In order for something to be a standard, particularly a standard that is going to be used in regulation of any type,

[JF: this is where the cited research paper is relevant, as the research concluded that this "high-level 'inter-rater-reliability'" could not be proven today]

This constrains the types of provisions or requirements that you can have in a standard. Often leaving out guidance you would like to include but cannot reduce to an objectively testable requirement."

I eagerly anticipate the WG's response to Gregg's comments.

JF

On Mon, Mar 8, 2021 at 12:28 PM Bruce Bailey notifications@github.com wrote:

@johnfoliot https://github.com/johnfoliot GitHub put my email in plain text so I edited your comment. (Not that my email is hard to find, but who needs the extra spam?) FWIW, I don't seem to have your current email.

Correct, I am saying that the conclusion is not fact.

It may be a fact that the paper authors made such a conclusion, but I regard that as irrelevant to the premise that AG WG should include this particular bullet in the Conformance Issues document. But without reading the article, I am not confident that the authors reach this conclusion. The phrasing used in the abstract is not entirely unambiguous.

— You are receiving this because you were mentioned. Reply to this email directly, view it on GitHub https://github.com/w3c/wcag/issues/1622#issuecomment-792927840, or unsubscribe https://github.com/notifications/unsubscribe-auth/AAJL443IFVSOQKEL64NOOYDTCUCM7ANCNFSM4XFYAR2Q .

-- ​John Foliot | Principal Accessibility Specialist

"I made this so long because I did not have time to make it shorter." - Pascal "links go places, buttons do things"

bruce-usab commented 3 years ago

@johnfoliot , sticking to the very narrow issue raised by @DavidMacDonald at the start of this thread, which I now find that @sajkaj has (accidently) over-written, we can recognize the real concern raised by these researchers without this particular quotation from the abstract. Further, I would argue that including the quote (because it is so easily debunked) is counter-productive to the important lesson that inter-rater reliability needs to be improved.
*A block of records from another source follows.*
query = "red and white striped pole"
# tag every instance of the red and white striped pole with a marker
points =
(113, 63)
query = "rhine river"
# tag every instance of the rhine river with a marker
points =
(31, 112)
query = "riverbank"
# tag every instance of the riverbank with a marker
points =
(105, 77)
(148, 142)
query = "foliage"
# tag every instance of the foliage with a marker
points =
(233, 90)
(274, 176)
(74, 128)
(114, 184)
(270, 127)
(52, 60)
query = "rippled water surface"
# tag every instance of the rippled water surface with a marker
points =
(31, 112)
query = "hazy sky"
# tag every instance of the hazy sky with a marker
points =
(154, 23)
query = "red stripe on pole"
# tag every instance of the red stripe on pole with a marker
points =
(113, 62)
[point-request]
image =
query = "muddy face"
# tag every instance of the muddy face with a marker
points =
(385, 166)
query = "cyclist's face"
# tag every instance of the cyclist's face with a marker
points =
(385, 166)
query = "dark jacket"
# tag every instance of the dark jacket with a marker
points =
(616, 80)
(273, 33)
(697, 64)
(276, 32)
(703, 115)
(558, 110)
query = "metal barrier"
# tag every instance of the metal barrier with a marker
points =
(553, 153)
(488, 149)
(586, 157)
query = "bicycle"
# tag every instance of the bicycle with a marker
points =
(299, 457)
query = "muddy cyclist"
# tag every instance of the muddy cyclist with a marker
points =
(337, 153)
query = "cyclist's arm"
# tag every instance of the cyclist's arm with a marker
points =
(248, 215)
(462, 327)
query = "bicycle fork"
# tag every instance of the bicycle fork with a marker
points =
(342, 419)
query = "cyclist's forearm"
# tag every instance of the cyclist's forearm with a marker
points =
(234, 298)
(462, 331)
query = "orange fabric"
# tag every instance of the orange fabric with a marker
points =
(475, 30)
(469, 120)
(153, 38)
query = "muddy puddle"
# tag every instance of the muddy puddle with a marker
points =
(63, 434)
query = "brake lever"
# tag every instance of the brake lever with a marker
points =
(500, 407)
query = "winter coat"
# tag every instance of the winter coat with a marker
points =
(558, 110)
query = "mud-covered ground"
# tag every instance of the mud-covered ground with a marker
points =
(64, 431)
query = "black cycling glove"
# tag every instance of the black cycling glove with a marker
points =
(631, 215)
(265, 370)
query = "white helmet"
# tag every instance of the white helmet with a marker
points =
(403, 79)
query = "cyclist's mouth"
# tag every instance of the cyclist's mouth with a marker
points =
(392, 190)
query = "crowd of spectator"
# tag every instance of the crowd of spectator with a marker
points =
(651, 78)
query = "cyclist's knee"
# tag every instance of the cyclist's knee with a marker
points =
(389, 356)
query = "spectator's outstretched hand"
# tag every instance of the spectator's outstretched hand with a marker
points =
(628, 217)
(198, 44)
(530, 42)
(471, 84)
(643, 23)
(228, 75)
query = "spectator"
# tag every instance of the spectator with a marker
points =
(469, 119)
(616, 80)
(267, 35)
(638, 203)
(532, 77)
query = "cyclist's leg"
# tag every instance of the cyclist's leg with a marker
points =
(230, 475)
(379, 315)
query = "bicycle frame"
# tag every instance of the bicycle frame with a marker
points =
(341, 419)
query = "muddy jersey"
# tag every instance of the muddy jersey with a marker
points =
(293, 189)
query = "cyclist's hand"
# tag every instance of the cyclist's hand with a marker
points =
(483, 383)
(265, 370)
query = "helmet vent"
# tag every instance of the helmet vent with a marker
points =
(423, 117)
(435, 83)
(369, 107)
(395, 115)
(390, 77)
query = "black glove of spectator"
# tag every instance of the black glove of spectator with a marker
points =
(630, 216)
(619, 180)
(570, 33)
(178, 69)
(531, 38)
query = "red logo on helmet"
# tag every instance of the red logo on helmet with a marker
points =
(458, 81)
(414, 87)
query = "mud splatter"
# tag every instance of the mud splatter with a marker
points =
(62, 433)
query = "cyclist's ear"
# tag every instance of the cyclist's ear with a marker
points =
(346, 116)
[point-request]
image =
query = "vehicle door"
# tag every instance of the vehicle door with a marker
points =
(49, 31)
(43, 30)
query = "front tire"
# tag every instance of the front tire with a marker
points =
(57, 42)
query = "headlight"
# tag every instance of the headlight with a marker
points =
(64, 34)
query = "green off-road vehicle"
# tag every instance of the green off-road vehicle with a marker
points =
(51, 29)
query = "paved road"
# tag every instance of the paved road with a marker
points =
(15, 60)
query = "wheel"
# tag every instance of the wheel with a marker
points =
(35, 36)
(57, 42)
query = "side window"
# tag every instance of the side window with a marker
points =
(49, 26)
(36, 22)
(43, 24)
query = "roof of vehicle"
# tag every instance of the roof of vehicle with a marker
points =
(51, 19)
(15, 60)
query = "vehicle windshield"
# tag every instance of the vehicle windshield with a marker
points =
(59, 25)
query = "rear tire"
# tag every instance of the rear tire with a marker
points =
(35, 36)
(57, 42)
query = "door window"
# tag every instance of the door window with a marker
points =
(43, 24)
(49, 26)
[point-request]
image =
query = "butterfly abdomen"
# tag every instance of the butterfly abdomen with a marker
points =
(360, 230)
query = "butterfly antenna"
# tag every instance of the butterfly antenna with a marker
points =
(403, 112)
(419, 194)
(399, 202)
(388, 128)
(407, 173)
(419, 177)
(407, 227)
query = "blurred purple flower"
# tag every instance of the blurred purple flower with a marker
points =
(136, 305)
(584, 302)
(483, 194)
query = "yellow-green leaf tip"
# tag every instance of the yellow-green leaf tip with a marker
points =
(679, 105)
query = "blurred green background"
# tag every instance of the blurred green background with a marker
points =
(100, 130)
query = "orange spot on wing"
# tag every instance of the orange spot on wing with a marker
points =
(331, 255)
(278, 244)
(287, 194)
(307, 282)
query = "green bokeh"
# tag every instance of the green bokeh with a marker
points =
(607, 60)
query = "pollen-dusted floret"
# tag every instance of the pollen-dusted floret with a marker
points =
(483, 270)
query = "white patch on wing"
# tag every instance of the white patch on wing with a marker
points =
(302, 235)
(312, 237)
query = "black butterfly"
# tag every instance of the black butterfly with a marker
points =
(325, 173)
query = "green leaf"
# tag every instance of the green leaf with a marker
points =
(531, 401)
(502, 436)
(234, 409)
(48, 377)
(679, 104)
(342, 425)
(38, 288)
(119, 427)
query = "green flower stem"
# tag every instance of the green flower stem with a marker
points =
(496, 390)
sajkaj commented 3 years ago

My apologies to everyone, and especially to @DavidMacDonald, for over-writing the head of this issue. David's original text has now been restored. It had been my intent to comment, but I misused the hub command. My apologies.

sajkaj commented 3 years ago

The section of the Challenges document being discussed in this issue is a straight copy and paste from Silver Problem Statements. As @jspellman notes above, there was a data loss event that resulted in a loss of all the hyperlinks in the original, as well as in the copy submitted into the Challenges doc. So, I am gratefully accepting the citation on behalf of the Challenges doc, and I'm sure a PR against the original would also be welcome. If you can help with additional citations missing from Challenges (and from the upstream doc), I'm confident we'd all appreciate having those. I am, however, leaving the conclusion drawn from Silver Research for further discussion in Silver and AGWG. I don't feel it's appropriate for me, as document Editor, to make that substantive change on my own. Meanwhile, please note the current Editor's Draft for Challenges has moved Section 5 to an [https://raw.githack.com/w3c/wcag/conformance-challenges-5aside/conformance-challenges/index.html#silver-research-problem-statements](Appendix C in the latest Challenges draft). Please now create PR against that draft.

bruce-usab commented 3 years ago

Reopening because the pull request did not actually address the issue raised by @DavidMacDonald. In my opinion, this is something the AG WG would appreciate having called to their attention.

alastc commented 3 years ago

Hi @sajkaj, as the Silver problem statements are not an official (draft) note, there is a higher bar. This issue should remain open until the original point is addressed, or it comes to the group to agree not to address it.

sajkaj commented 3 years ago

Agreed. My bad--yet again in this issue. I meant to hit "Comment," not "comment and close." But, I was in too much of a hurry to post before being late to the Silver call. I agree the underlying question remains unresolved, even if the citation is now available.